Suppose we have a random variable $X$ taking in values in $\{ x_1, .., x_a \}$, and a discrete memoryless channel (DMC), $M$, represented as a matrix, with output alphabet $\{ y_1, .., y_b\}$where its entries $M_{xy} = p_{Y|X}(y|x)$ are the conditional probabilities of the output.
The question now asks to
Show: if two columns of $M$ are linearly dependent, say (WLOG) $\mathbf c_i = k\mathbf c_j$ for a constant $k$, then the channel $M''$ obtained via merging the columns $\mathbf c_i$ and $\mathbf c_j$ by summing them together (so $M''$ has 1 fewer column than $M$) has the same capacity as $M$.
Here capacity $C$ of a DMC is defined as $C = sup\ I(X;Y)$ over the distributions $p_X$ of $X$.
Any help is greatly appreciated!
The idea here is that, to decode, it makes no difference to know that the output is $y_i$, $y_j$, hence it's equivalent to fuse the two ouputs in one.
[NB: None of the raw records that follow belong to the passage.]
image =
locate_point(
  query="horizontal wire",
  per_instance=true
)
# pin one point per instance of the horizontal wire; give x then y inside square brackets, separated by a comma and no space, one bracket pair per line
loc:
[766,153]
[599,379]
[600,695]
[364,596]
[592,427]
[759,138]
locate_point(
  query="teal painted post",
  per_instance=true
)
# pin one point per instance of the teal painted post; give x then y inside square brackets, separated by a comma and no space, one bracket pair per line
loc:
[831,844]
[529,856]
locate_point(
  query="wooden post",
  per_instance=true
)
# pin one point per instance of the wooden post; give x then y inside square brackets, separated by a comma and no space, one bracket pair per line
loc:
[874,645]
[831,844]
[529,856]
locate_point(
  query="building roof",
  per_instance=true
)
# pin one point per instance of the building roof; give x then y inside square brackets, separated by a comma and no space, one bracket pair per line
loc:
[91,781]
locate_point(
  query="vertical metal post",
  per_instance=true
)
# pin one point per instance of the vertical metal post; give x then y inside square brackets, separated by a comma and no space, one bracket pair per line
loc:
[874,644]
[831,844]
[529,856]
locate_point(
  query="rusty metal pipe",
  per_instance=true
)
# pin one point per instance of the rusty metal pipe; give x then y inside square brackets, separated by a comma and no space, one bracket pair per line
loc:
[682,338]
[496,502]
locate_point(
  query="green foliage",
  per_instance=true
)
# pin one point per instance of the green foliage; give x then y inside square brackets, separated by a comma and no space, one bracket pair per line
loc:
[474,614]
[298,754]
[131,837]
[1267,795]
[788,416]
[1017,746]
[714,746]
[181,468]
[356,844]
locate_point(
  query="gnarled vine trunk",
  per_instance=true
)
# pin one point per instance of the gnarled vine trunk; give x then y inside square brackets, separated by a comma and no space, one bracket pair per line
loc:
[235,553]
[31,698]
With that idea, consider
$$ H(X|Y) = \sum_y p(Y=y) H(X|Y=y) \tag1$$
Separate the two terms in the sum with the two elements $y_i$, $y_j$:
$$p(Y=y_i) H(X|Y=y_i)+p(Y=y_j) H(X|Y=y_j) \tag2$$
Now, using Bayes inversion
$$ \frac{p(X=x_k|Y=y_j)}{p(X=x_k|Y=y_i)} = c \frac{P(Y=y_i)}{P(Y=y_j)} \tag3 $$ which does not depend on $k$, hence, as expected. This readily implies $p(X=x_k|Y=y_j)=p(X=x_k|Y=y_i)$ and $H(X|Y=y_i)=H(X|Y=y_j)$
Can you go on from here?